In an NY Times op-ed jeremiad about East Coast ignorance of the West Coast, Timothy Egan’s “Clueless in Costco” observes:

These are all minor annoyances, mind you, in a world with daily reminders that an embittered, small-hearted senator from Connecticut can hold up health care for millions, or some people would rather read a “book” by Hulk Hogan than a short story by Sherman Alexie.

The “small-hearted senator from Connecticut” is “independent” (he used to be a Democrat before he lost the Democratic primary [but won the general election] because of his single-minded support for Bush’s War in Iraq) Joe Lieberman.

Much speculation now concerning Lieberman’s flip-flopping on a public health care option, which he supported before he opposed it. The speculation is the subject of Gail Collins’s column in today’s Times, “Sorry, Senator Kerry.”

Collins observes:

I have decided to start a rumor that it all goes back to the 2004 presidential race, when Lieberman not only failed to win any primaries, but was also bitten by either a rabid muskrat or a vampire disguised as a moose. Other than that, my favorite explanation comes from Jonathan Chait of The New Republic, who theorized that Lieberman was able to go from Guy Who Wants to Expand Medicare to Guy Who Would Rather Kill Health Care Than Expand Medicare because he “isn’t actually all that smart.”

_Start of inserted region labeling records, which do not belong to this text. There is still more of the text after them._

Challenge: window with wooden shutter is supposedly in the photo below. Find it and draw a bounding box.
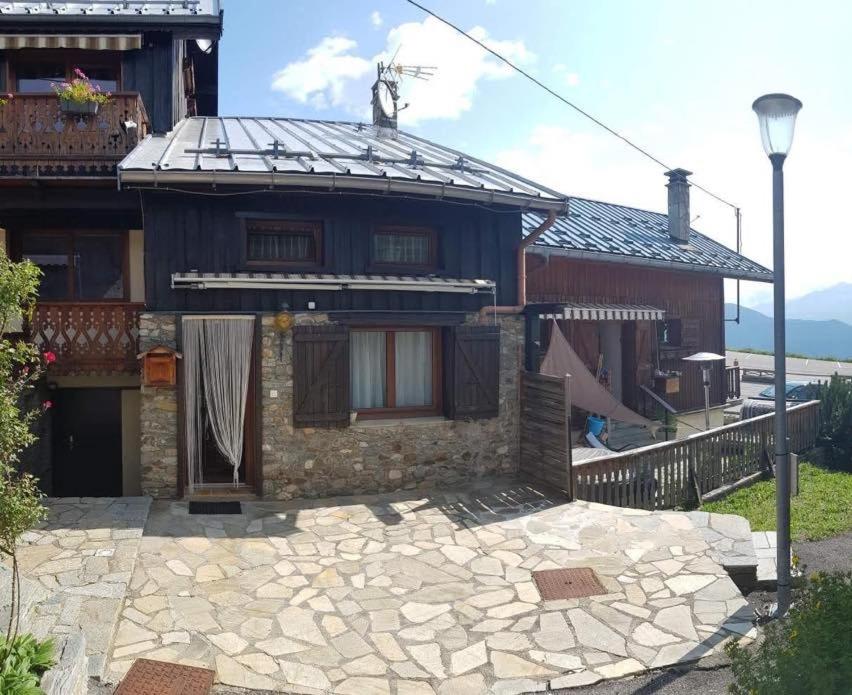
[446,326,500,420]
[293,325,349,427]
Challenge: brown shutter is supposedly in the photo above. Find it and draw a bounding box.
[447,326,500,420]
[293,325,349,427]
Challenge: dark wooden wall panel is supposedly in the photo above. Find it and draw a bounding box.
[143,191,520,311]
[527,255,725,410]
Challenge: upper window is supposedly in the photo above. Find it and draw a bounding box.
[245,220,322,266]
[350,328,441,417]
[372,227,437,270]
[21,232,127,301]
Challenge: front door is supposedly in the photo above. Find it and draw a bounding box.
[53,388,122,497]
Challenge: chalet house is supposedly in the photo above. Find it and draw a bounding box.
[523,169,772,435]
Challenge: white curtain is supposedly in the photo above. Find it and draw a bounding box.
[183,316,254,492]
[349,331,387,410]
[394,331,432,408]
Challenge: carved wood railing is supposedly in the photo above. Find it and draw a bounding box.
[28,302,143,375]
[0,93,149,177]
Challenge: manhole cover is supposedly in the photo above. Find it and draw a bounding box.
[532,567,607,601]
[115,659,214,695]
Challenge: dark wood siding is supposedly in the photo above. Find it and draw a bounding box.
[144,191,520,311]
[527,255,725,410]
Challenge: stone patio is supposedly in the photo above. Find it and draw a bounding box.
[85,481,755,695]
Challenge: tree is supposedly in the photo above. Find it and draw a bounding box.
[0,253,49,663]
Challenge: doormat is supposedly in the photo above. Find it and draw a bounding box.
[532,567,608,601]
[189,501,243,514]
[115,659,214,695]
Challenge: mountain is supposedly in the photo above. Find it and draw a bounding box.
[753,282,852,325]
[725,304,852,359]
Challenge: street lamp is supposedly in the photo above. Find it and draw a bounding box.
[683,352,725,430]
[752,94,802,617]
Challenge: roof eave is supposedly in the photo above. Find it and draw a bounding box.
[529,244,773,282]
[118,169,568,213]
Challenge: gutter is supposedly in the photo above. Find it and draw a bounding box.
[533,246,772,282]
[113,169,568,215]
[479,210,567,316]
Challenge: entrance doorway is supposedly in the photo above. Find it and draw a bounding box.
[52,388,122,497]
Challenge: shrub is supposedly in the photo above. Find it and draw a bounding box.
[0,635,54,695]
[727,572,852,695]
[817,374,852,472]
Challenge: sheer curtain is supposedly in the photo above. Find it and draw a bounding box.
[394,331,432,408]
[349,331,387,410]
[183,316,254,492]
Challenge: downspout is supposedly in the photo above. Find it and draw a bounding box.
[479,210,556,316]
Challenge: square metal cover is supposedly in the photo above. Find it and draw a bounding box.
[532,567,607,601]
[115,659,215,695]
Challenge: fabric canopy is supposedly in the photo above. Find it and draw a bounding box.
[539,321,660,430]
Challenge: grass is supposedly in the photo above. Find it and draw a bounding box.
[701,462,852,541]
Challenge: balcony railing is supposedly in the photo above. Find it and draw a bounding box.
[29,302,143,375]
[0,93,149,177]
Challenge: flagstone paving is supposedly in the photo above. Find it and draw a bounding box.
[93,481,755,695]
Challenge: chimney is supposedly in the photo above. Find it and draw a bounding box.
[666,169,692,244]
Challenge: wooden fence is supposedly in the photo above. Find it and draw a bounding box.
[572,401,820,509]
[520,372,573,499]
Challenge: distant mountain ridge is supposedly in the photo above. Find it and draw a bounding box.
[725,304,852,359]
[752,282,852,325]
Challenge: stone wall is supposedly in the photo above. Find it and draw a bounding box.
[261,314,523,499]
[139,314,178,498]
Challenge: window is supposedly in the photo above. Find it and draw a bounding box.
[371,227,437,270]
[20,232,127,301]
[245,220,322,267]
[350,328,441,417]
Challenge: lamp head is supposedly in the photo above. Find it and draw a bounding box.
[751,94,802,157]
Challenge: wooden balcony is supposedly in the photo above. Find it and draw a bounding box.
[29,302,143,376]
[0,92,149,178]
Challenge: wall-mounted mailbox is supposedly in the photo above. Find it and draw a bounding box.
[137,345,182,386]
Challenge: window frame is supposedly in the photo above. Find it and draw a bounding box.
[349,325,444,420]
[240,215,325,271]
[6,48,124,94]
[15,229,130,304]
[368,224,438,273]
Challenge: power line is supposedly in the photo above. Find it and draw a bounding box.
[406,0,737,210]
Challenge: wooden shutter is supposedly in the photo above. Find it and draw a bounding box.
[293,325,350,427]
[447,326,500,420]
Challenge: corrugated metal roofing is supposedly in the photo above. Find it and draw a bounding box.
[523,197,772,282]
[118,117,565,210]
[0,0,222,20]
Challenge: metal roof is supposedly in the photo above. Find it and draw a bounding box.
[0,0,222,21]
[118,117,565,211]
[523,197,772,282]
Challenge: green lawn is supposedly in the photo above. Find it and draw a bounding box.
[701,463,852,540]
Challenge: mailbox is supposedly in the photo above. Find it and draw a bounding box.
[137,345,181,386]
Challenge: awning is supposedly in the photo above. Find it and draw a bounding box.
[0,34,142,51]
[539,303,666,321]
[172,273,495,294]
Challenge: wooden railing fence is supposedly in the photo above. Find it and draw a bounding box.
[572,401,819,509]
[519,372,573,499]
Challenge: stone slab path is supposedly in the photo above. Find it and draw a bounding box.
[95,481,755,695]
[18,497,151,676]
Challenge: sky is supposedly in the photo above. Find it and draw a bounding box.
[220,0,852,305]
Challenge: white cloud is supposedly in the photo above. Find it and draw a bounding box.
[272,17,535,125]
[272,36,372,109]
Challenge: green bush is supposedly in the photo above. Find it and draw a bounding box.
[0,635,53,695]
[727,572,852,695]
[817,375,852,472]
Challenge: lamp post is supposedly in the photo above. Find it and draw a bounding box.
[752,94,802,618]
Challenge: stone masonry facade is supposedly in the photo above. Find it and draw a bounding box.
[140,313,524,500]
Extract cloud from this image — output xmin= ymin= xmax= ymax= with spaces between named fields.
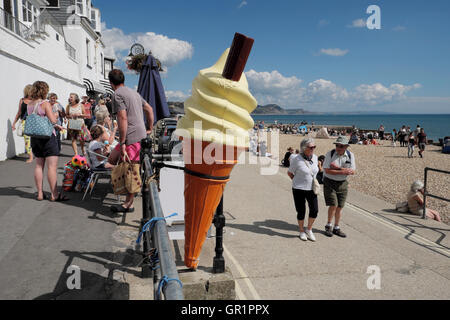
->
xmin=238 ymin=1 xmax=248 ymax=9
xmin=102 ymin=22 xmax=194 ymax=68
xmin=320 ymin=48 xmax=349 ymax=57
xmin=347 ymin=19 xmax=367 ymax=28
xmin=245 ymin=70 xmax=421 ymax=111
xmin=165 ymin=90 xmax=190 ymax=101
xmin=392 ymin=26 xmax=406 ymax=31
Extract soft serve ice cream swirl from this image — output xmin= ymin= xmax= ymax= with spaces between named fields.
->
xmin=175 ymin=49 xmax=257 ymax=148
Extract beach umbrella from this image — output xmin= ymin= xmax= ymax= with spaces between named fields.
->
xmin=138 ymin=54 xmax=170 ymax=123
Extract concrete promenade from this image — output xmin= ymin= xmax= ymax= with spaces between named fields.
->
xmin=224 ymin=158 xmax=450 ymax=300
xmin=0 ymin=142 xmax=450 ymax=300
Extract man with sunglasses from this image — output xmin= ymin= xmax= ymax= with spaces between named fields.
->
xmin=323 ymin=136 xmax=356 ymax=238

Perhaps, Collins suggests, it is a quality that I have observed in powerful men, the boundless capacity for holding a grudge. (Ask me some time about my encounter with former Virginia governor L. Douglas Wilder.) As Collins relates:

I used to cover Lieberman when he was the majority leader of the State Senate in Connecticut. We got along very well, except for one interview, during which he talked about working for J.F.K., and how he kept a Mass card from Robert Kennedy’s funeral to remind him of the principles to which he had dedicated his career. Showing me the card, he remarked casually that he hadn’t looked at it for some time. I wrote an article using the neglected Kennedy card as a metaphor for Lieberman’s fall from his old ideals into the pragmatic politics of a party leader. He was outraged and wounded, and I believe I apologized. Taking back the apology now.

No Lieber lost there.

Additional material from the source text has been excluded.